Which, when in use, would yield the following:

Math = autoCorrect(Math);
console.log(Math.PI); // 3.141592653589793
console.log(Math.PIE); // 3.141592653589793
console.log(Math.PIEE); // 3.141592653589793

Get traps also override the subscript operator because the member and subscript operators use this trap, meaning the following is equivalent to the above example:

Math = autoCorrect(Math);
console.log(Math["PI"]); // 3.141592653589793
console.log(Math["PIE"]); // 3.141592653589793
console.log(Math["PIEE"]); // 3.141592653589793

Strictly typed objects

A slightly more useful variation of the previous use case would be to disallow unknown properties to be used and instead throw an error pointing out the “most likely” candidate.

We’ll re-use the same Levenshtein function as before, but instead of adding a factory function to create the proxy we’ll bake it into the class constructor by returning a proxy to the constructed object instead of the object itself:


class Person {
  constructor() {
    this.age = '';
    return new Proxy(this, {
      get: function(target, name) {
        if (!(name in target)) {
          let alt = getClosestPropertyName(Object.getOwnPropertyNames(target), name);
          throw new ReferenceError(`${name} is not defined, did you mean ${alt}?`);
        }

        return target[name];
      },
      set: function(target, name, value) {
         if (!(name in target)) {
          let alt = getClosestPropertyName(Object.getOwnPropertyNames(target), name);
          throw new ReferenceError(`${name} is not defined, did you mean ${alt}?`);
        }

        target[name] = value;
      },
    });
  }
}

Which, would yield the following error when a non-existing property is accessed:

p = new Person();
p.age = 30;
p.name = "Luke"
p.jedi = true; // ReferenceError: jedi is not defined, did you mean age?

Conclusion

Proxies are incredibly powerful and can be used and abused for a wide array of things, but it’s important to remember that proxies cannot be emulated by a pre-processor and have to be supported by the runtime itself. It’s a rare case for a feature introduced that is not backwards compatible. In most cases, we can achieve the same without proxies although it might involve a bit more boilerplate code.
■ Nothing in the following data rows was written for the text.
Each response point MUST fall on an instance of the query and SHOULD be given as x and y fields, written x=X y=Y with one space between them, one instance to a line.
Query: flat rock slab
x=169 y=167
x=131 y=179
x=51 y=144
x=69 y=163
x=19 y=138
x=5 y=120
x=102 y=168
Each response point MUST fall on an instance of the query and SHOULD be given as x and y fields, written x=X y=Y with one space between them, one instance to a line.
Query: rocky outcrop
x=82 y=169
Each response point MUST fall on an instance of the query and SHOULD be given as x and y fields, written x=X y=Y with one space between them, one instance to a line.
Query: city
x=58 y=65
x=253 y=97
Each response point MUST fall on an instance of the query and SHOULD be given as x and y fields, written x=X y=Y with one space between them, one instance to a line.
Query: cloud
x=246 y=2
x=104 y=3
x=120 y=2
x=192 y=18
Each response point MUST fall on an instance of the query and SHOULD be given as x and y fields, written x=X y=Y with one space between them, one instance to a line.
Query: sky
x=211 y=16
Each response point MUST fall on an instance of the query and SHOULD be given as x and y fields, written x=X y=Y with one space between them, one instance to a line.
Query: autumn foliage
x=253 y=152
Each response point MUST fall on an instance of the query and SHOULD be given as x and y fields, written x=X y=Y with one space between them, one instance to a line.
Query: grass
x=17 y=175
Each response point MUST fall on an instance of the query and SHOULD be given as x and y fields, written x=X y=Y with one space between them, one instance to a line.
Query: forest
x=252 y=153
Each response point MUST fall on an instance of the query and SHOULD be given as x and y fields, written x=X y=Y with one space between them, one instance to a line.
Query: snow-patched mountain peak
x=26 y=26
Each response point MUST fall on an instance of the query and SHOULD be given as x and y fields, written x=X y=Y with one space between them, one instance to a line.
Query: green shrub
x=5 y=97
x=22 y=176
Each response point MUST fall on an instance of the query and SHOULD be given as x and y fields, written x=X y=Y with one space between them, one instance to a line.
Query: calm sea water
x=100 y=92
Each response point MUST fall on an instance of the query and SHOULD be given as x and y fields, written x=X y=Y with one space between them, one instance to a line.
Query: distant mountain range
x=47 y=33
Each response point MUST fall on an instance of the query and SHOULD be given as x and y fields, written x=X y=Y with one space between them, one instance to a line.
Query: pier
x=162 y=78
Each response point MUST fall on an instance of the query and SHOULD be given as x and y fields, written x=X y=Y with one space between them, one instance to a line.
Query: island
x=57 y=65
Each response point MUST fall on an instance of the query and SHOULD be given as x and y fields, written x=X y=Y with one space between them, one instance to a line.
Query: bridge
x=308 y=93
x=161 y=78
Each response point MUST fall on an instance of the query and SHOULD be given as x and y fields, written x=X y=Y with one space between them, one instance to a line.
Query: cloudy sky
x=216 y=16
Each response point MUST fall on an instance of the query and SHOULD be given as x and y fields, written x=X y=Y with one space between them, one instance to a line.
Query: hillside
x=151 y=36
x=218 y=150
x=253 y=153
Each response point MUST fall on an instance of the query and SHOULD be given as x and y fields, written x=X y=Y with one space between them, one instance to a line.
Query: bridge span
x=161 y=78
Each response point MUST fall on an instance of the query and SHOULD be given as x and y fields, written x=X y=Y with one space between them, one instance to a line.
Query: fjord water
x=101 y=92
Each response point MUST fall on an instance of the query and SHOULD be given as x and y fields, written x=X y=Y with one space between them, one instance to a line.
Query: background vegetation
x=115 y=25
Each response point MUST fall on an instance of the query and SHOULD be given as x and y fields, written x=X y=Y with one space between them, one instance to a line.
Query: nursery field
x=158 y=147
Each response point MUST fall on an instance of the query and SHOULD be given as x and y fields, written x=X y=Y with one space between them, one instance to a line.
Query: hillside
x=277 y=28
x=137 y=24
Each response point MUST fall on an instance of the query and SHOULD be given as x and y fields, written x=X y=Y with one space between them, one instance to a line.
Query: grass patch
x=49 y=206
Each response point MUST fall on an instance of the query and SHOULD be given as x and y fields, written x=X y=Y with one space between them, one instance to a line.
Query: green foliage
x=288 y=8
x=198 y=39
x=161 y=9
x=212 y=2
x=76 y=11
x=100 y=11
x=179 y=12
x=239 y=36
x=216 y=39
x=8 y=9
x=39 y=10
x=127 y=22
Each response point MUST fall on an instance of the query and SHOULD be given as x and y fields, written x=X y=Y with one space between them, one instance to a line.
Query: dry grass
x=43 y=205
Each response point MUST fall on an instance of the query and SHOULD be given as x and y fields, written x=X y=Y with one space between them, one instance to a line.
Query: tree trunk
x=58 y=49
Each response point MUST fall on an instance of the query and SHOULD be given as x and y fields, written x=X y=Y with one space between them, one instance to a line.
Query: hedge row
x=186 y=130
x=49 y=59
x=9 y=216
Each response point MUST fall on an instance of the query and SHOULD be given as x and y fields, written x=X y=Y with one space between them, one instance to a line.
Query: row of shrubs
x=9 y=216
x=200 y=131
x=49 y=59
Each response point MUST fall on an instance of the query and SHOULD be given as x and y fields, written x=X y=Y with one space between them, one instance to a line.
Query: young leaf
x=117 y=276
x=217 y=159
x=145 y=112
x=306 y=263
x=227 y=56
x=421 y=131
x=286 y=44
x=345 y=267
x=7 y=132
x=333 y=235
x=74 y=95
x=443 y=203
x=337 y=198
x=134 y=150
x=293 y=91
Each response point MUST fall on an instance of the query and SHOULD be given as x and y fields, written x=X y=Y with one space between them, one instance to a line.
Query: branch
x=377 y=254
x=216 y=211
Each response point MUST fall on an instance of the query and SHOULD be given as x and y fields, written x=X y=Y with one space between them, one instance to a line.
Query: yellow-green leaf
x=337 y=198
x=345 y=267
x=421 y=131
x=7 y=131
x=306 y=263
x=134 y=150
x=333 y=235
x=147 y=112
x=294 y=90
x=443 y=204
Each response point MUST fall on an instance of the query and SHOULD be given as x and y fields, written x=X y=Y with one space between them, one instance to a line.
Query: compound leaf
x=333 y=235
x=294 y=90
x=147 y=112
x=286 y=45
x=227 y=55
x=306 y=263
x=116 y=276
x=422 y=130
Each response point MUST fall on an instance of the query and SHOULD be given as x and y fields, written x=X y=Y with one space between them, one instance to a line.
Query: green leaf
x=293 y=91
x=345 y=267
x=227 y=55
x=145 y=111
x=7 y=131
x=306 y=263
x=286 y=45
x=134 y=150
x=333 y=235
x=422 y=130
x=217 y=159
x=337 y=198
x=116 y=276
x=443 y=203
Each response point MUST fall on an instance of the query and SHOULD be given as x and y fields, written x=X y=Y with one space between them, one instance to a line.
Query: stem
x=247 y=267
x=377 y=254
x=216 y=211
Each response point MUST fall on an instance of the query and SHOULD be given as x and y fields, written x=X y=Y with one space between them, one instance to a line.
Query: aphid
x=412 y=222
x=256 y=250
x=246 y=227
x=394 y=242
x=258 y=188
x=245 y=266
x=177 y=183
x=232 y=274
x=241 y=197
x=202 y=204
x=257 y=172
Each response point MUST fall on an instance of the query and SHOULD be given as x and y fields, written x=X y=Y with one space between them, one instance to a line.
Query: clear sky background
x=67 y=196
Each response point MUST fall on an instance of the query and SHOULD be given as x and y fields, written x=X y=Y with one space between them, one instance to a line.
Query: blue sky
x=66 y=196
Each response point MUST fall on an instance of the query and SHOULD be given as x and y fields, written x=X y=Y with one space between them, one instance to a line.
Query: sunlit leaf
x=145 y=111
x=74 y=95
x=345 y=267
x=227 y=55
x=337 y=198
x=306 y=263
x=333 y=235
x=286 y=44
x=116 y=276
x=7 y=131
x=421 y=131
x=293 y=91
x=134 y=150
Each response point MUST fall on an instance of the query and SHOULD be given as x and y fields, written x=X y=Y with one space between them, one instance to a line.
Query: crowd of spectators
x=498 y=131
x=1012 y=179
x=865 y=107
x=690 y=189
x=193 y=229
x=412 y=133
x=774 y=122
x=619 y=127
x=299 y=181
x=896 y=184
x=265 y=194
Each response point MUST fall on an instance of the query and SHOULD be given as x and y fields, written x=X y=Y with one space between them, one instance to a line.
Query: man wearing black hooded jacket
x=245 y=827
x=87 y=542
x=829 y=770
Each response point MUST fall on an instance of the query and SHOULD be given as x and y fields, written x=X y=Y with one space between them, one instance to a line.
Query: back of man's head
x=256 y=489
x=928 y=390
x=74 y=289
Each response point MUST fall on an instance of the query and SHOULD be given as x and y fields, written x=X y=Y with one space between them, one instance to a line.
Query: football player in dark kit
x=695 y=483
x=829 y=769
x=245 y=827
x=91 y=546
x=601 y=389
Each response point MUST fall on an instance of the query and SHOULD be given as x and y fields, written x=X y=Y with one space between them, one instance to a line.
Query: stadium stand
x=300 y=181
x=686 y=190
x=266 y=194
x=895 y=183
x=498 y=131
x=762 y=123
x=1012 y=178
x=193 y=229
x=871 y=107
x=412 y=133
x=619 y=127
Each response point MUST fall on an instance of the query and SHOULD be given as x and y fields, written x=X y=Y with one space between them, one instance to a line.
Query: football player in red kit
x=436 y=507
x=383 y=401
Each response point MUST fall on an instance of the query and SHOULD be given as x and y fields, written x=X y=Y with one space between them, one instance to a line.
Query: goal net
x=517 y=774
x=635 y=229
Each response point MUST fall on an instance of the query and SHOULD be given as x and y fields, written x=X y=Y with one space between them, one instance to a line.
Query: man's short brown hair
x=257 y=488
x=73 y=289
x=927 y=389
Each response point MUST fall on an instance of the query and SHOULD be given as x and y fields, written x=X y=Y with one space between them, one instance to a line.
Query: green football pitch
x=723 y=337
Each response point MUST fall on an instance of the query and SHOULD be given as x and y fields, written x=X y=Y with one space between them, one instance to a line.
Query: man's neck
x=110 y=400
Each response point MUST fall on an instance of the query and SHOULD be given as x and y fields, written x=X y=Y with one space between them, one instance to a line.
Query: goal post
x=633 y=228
Another thing to keep in mind is that using proxies isn’t free, there is a non-trivial overhead as there is another level of indirection in play. So in some cases, compile-time metaprogramming might be preferred over doing it at run-time.

Lastly, proxies, while fairly magical, do not necessarily lead to very clean and easily understandable code but they’re worth knowing about as there are certainly a few cases where they may be the best way or even the only way forward.